Report: Chinese corporate insiders swindle billions from US investors 

According to the Epoch Times, small American investors are being defrauded of billions of dollars by Chinese corporate insiders who use advanced information to make lucrative trades just before the stock price falls.

Insiders of Chinese businesses listed on American markets avoided total losses of at least $10 billion by selling before price decreases between 2016 and the middle of 2021, according to a new assessment of their security filings.

Chinese firm shares declined by an average of 21% a year after insiders sold large amounts of stock, compared to a 2% rise when executives from American companies sold huge amounts of stock.

The study was covered by the Wall Street Journal, which cited Alibaba Group Holding Ltd. as an example. According to the Wall Street Journal, “Alibaba’s payments unit, Ant Group Co., was preparing for an initial public offering in October 2020, a move that would have likely increased the value of Alibaba’s one-third ownership.”

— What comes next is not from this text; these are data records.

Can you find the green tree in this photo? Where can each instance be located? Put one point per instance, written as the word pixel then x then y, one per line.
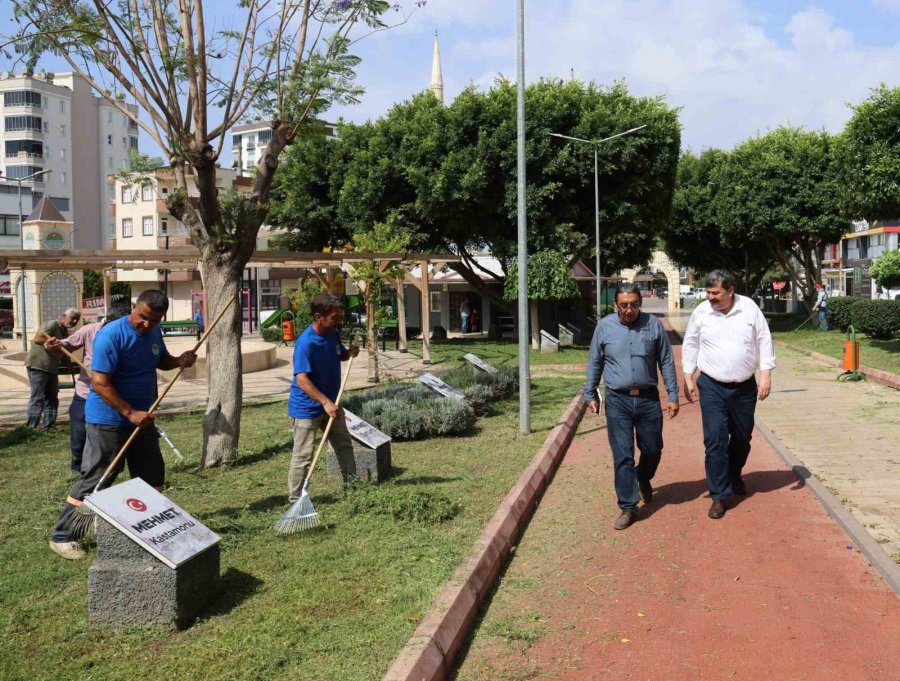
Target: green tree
pixel 781 190
pixel 450 173
pixel 868 153
pixel 193 79
pixel 549 278
pixel 694 237
pixel 886 270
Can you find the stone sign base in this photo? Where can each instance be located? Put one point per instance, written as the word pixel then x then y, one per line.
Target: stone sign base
pixel 128 586
pixel 372 465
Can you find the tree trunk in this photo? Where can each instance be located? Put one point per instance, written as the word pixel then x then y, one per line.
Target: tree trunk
pixel 222 421
pixel 401 316
pixel 535 326
pixel 371 334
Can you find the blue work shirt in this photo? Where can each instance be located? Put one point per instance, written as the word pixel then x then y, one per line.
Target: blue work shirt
pixel 130 358
pixel 626 356
pixel 319 357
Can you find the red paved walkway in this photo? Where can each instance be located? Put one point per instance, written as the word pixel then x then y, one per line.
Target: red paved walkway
pixel 775 590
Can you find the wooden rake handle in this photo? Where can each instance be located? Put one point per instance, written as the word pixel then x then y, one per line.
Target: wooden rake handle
pixel 165 391
pixel 312 466
pixel 75 359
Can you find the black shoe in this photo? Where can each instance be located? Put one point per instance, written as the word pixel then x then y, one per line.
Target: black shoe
pixel 646 490
pixel 716 509
pixel 626 517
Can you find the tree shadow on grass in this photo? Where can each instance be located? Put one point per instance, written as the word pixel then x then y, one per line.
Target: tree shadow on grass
pixel 235 587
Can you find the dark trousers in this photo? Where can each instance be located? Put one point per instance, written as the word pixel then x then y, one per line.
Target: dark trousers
pixel 77 432
pixel 103 443
pixel 44 398
pixel 727 410
pixel 629 418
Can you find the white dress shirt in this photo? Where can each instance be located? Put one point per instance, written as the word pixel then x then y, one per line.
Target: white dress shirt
pixel 728 347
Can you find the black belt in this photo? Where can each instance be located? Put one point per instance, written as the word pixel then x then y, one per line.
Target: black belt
pixel 636 392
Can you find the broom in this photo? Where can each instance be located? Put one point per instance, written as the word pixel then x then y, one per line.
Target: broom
pixel 302 515
pixel 81 522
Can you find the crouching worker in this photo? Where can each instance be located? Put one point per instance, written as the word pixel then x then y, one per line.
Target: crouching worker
pixel 318 354
pixel 126 354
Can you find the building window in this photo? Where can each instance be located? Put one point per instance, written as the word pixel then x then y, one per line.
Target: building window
pixel 18 123
pixel 22 98
pixel 9 225
pixel 270 291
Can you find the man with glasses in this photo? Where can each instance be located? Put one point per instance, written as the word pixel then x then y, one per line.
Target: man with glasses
pixel 727 338
pixel 626 350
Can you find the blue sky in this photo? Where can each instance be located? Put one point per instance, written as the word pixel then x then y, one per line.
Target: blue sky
pixel 736 67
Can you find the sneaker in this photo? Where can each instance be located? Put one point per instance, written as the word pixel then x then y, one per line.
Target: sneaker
pixel 70 550
pixel 626 517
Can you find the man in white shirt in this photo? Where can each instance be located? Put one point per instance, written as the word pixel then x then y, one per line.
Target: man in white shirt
pixel 727 338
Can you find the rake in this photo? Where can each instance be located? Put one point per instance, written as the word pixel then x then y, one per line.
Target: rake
pixel 81 522
pixel 302 515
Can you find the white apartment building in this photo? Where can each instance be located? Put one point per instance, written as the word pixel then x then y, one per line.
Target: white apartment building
pixel 142 222
pixel 249 139
pixel 55 122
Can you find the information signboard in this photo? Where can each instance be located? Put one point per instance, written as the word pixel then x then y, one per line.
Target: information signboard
pixel 154 522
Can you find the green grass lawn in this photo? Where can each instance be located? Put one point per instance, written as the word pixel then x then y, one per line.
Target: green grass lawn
pixel 497 353
pixel 877 354
pixel 334 603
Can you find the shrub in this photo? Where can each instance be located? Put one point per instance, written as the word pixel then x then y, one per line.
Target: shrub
pixel 839 311
pixel 878 319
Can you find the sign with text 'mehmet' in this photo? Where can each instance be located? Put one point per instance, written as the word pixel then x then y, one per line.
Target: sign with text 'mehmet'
pixel 365 432
pixel 154 522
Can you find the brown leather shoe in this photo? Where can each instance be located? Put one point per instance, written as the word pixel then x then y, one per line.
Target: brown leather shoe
pixel 646 490
pixel 716 509
pixel 626 517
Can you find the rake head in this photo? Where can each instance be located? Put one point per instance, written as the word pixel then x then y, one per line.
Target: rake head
pixel 82 523
pixel 301 515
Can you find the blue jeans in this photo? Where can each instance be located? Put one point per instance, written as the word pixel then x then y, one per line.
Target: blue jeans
pixel 727 410
pixel 629 418
pixel 77 432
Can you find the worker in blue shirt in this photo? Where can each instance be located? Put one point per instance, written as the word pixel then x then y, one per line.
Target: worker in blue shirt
pixel 318 354
pixel 626 350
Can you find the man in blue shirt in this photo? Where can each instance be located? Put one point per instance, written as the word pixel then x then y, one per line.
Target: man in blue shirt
pixel 126 354
pixel 627 347
pixel 318 354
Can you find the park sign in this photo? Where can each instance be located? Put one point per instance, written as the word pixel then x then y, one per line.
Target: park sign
pixel 440 387
pixel 365 432
pixel 154 522
pixel 480 363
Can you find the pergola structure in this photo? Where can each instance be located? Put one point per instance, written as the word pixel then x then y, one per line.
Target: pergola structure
pixel 188 259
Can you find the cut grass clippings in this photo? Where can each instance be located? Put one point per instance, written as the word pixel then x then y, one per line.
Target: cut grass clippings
pixel 877 354
pixel 336 602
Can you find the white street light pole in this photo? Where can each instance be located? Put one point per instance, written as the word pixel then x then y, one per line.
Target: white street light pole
pixel 595 143
pixel 22 309
pixel 524 381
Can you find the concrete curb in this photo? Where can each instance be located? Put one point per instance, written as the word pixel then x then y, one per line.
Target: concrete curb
pixel 428 654
pixel 877 375
pixel 880 560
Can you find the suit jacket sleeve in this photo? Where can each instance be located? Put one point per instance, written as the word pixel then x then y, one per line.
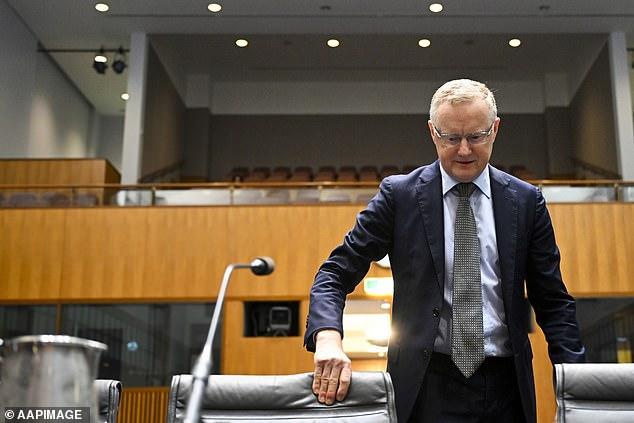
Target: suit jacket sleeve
pixel 555 309
pixel 369 240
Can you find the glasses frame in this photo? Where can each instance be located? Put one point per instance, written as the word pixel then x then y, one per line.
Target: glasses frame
pixel 445 136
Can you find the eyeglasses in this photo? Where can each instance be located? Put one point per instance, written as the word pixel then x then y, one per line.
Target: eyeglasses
pixel 474 138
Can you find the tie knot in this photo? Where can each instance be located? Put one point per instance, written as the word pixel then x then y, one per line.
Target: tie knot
pixel 465 189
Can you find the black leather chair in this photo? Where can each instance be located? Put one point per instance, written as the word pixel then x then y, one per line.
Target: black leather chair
pixel 272 398
pixel 595 392
pixel 108 399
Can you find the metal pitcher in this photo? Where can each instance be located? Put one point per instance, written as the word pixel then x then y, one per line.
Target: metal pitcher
pixel 50 371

However, Jack Ma, Alibaba’s founder, and CEO, publicly chastised China’s financial regulators for canceling the listing. Alibaba shares sank 8% on the New York Stock Exchange, instead of increasing as the market projected (NYSE).

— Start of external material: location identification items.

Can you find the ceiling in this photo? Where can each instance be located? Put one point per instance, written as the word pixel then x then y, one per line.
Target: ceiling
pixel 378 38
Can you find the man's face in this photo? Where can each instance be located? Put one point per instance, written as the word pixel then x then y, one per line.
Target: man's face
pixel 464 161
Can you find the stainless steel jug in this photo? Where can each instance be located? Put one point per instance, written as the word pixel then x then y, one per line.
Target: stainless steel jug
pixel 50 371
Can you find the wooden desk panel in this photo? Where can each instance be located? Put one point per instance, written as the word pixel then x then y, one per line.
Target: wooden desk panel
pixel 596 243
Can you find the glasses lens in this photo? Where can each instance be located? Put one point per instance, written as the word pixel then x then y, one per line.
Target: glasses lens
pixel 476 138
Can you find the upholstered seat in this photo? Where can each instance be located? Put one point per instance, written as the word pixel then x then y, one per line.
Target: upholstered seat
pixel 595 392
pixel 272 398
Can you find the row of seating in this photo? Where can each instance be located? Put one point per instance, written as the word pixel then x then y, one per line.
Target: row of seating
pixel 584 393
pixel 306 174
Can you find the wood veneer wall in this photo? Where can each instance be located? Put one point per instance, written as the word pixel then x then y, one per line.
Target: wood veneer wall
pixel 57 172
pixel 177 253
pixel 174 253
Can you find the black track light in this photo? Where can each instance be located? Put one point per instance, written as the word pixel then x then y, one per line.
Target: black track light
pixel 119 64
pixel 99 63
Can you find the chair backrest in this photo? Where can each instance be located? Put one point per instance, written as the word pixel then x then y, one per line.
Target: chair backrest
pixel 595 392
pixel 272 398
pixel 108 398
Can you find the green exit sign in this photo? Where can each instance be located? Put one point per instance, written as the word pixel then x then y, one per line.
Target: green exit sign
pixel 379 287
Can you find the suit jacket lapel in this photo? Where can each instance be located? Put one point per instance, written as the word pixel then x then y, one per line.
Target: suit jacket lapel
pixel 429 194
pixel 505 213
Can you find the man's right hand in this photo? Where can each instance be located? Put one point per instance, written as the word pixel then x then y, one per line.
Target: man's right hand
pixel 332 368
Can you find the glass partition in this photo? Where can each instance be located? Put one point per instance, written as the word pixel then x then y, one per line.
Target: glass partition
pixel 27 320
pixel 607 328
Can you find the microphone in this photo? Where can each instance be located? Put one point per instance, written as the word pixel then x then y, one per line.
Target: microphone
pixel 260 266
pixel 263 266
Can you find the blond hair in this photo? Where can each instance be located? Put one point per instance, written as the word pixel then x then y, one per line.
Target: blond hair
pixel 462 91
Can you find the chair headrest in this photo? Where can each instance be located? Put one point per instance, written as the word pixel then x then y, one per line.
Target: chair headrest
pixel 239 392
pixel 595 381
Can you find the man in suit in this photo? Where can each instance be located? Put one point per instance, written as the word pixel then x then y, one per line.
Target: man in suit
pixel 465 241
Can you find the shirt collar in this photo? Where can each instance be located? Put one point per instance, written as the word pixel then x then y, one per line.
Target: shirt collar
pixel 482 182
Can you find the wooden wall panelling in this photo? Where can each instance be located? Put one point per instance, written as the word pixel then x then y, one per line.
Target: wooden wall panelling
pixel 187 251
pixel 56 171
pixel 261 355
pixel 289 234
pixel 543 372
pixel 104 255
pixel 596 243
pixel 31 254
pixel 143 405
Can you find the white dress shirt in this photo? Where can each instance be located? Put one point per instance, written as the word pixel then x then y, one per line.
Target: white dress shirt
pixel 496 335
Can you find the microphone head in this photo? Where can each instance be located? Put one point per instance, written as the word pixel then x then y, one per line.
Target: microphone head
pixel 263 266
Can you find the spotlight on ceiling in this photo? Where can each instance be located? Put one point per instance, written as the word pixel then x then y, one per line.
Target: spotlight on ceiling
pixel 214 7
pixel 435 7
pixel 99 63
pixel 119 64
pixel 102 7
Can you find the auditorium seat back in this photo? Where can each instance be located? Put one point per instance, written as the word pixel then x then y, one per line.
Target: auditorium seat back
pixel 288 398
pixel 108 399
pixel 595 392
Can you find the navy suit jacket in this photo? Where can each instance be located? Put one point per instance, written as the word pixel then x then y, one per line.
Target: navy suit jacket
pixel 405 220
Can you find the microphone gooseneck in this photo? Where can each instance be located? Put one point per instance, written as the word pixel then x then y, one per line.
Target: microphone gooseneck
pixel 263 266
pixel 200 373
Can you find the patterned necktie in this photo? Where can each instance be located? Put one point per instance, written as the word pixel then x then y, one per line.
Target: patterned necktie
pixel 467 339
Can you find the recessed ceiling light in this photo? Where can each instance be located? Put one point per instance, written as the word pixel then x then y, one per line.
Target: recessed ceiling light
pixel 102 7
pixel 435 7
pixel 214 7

SkyScraper Enterprises Ltd. sold nearly $150 million worth of Alibaba stock one day before Ma’s statement. SkyScraper is controlled by an Alibaba insider, but no one knows who he or she is.

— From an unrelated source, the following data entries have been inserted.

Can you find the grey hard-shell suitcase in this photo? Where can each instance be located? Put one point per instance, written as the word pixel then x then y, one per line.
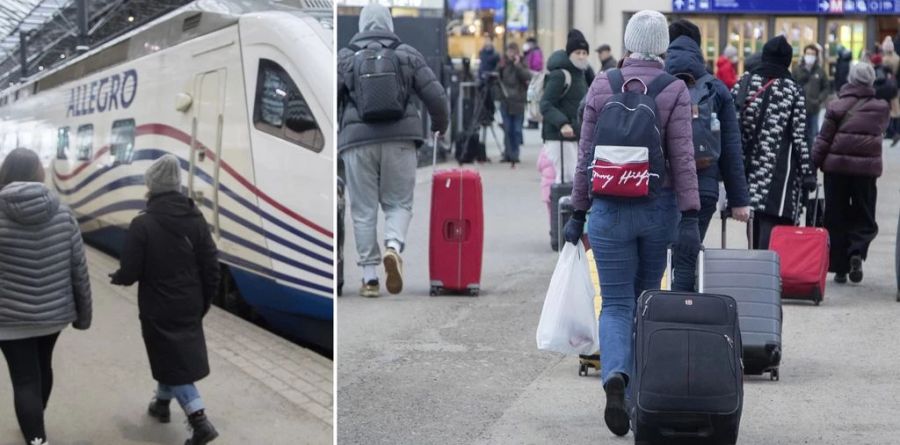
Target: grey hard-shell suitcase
pixel 753 279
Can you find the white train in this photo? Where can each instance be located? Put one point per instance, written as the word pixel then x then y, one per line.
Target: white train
pixel 243 95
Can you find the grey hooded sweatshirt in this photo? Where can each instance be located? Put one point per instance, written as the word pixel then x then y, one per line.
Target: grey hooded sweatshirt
pixel 376 25
pixel 44 283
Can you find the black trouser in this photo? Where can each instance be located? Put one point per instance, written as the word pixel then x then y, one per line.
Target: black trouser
pixel 762 228
pixel 849 217
pixel 29 361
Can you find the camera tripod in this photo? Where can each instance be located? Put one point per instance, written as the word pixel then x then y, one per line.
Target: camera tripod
pixel 483 120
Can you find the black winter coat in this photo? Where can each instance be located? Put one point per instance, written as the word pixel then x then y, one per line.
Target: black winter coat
pixel 170 252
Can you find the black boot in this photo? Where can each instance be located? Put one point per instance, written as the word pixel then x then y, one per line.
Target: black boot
pixel 855 268
pixel 203 431
pixel 159 409
pixel 615 415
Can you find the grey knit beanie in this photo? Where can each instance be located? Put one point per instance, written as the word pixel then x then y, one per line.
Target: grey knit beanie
pixel 647 32
pixel 862 74
pixel 375 17
pixel 164 175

The researchers—Robert Jackson, Bradford Lynch, and Daniel Taylor—point out that, in comparison to insiders in the United States, US securities regulation benefits and empowers Chinese insiders.

According to the Wall Street Journal, “executives and other major shareholders at American corporations must declare their trades in a document that is placed on the Securities and Exchange Commission’s website and openly available to investors within two days.”

The three researchers want the insider trading loophole to be closed, but the SEC is dragging its feet, giving Chinese corporations a significant edge that is likely bilking small American investors out of billions of dollars.

Other SEC loopholes exist for Chinese publicly traded corporations as well. The SEC does not require Chinese companies listed on U.S. exchanges to meet the same auditing criteria as American corporations.